Assoluzione per Maria Grazia Fiordaliso e Martino Politi, ex collaboratori di Matacena.
Questa la sentenza emessa in primo grado dal Tribunale di Reggio Calabria, presieduto da Natina Pratticò, a conclusione del processo “Breakfast” legato alla latitanza di Matacena, condannato a 3 anni dalla Cassazione per concorso esterno in associazione mafiosa.
Stando all’accusa e alla condanna l’ex Ministro, oggi sindaco di Imperia, Scajola, ha giocato un ruolo nella fuga in Libano dell’ex parlamentare ancora latitante negli Emirati Arabi. Il tribunale l’ha riconosciuto colpevole per il reato di procurata inosservanza è stata esclusa l’aggravante mafiosa.
“Spazzata via l’aggravante relativa alla fantascientifica ma infamante accusa portata avanti con pervicacia dalla procura di Reggio Calabria di aver in qualche modo agevolato la ‘ndrangheta e pena più che dimezzata. Si riparte da qui!”.

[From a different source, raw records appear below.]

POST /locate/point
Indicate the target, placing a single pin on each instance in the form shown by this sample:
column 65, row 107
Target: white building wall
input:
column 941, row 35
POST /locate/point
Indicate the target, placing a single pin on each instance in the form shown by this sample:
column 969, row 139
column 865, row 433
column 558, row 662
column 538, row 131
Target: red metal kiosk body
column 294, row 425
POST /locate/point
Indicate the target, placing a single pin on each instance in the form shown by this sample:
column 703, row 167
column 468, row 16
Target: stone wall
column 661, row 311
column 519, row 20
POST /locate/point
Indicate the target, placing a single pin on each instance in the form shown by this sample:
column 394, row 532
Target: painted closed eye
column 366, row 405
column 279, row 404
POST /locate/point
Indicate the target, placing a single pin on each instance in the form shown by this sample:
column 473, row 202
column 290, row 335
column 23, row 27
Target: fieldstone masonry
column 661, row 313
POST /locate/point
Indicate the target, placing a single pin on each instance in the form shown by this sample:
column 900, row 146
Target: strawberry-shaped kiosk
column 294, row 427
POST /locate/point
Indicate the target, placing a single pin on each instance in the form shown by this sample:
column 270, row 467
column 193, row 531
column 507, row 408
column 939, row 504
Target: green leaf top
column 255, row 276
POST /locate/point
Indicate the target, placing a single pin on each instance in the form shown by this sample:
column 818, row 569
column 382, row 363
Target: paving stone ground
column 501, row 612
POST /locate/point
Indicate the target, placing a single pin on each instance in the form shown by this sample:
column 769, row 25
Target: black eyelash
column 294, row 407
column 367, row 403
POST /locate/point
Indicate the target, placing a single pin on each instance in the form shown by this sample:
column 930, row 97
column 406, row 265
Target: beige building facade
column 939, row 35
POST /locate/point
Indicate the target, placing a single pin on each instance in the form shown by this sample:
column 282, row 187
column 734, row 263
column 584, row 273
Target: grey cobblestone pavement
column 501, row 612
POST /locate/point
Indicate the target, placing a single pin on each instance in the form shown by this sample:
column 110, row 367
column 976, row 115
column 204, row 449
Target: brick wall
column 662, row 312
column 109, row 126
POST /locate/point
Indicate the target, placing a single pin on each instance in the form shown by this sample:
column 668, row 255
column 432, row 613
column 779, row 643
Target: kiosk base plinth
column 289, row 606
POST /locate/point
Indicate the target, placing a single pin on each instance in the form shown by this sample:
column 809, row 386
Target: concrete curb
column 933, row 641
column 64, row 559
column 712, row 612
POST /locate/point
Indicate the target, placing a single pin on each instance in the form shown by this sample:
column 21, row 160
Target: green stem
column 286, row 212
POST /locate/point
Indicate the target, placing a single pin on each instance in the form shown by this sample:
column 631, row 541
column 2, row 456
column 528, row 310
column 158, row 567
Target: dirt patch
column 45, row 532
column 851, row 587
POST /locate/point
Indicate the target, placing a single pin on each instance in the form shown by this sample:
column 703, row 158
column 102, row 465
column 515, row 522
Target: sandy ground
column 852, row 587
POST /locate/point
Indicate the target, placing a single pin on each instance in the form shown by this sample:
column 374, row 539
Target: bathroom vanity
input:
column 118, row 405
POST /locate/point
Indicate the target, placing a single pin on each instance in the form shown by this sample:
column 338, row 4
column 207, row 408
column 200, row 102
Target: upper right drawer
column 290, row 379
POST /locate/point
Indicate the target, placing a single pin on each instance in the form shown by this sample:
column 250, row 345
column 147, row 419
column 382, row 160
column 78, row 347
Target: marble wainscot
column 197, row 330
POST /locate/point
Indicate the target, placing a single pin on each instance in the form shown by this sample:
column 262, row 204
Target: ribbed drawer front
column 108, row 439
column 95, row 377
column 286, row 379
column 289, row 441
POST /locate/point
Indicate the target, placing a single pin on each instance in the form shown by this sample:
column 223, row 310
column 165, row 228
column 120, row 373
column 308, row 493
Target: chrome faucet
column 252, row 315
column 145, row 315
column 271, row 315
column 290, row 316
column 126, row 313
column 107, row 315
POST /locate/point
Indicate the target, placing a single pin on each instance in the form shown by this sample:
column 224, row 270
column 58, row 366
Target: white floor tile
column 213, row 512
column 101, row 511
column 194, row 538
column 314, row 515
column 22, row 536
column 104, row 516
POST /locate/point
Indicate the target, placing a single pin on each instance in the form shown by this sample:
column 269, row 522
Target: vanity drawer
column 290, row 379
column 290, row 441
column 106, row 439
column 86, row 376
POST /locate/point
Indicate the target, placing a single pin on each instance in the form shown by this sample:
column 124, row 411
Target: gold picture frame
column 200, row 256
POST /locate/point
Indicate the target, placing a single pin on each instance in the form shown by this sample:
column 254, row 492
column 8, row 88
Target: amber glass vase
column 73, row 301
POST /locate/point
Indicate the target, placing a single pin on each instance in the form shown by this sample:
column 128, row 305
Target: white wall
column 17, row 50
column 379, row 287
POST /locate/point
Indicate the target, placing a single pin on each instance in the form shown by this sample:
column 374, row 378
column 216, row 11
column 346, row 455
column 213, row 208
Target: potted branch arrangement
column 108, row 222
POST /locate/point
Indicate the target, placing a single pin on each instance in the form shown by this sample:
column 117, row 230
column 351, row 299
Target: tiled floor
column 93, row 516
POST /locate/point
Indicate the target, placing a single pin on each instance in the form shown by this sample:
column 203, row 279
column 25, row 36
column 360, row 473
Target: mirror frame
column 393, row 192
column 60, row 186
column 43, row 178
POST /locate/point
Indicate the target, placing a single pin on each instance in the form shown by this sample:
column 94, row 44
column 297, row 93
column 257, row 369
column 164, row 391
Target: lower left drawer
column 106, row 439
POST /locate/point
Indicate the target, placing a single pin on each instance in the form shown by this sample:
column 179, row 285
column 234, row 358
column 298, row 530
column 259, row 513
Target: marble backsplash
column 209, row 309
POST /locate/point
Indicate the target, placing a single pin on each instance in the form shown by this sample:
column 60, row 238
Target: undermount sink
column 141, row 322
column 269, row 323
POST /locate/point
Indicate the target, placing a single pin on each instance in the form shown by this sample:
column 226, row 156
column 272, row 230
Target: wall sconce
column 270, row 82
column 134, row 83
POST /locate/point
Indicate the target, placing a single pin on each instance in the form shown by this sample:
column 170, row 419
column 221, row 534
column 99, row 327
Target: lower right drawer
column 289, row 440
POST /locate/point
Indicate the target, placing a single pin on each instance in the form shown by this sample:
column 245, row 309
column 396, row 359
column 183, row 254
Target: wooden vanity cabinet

È il primo commento di Elisabetta Busuito, legale dell’ex ministro Claudio Scajola.
“Rispetto alle richieste del pubblico ministero – prosegue l’avvocato Busuito – ci troviamo con una pena più che dimezzata. Eravamo certi che la richiesta del pm sarebbe stata rigettata. Siamo convinti della bontà delle nostre tesi e quindi di vedere riconosciuta l’assoluzione dell’onorevole Scajola in secondo grado. Già oggi, questo verdetto dimostra come la tesi accusatoria del pm Lombardo, quella che ha giustificato mesi di indagini gravose, l’arresto preventivo dell’onorevole Scajola cinque anni e mezzo fa e tante paginate di giornali, sia stata letta in modo profondamente diverso dai giudici, cui spetta la verifica di prove e circostanze”.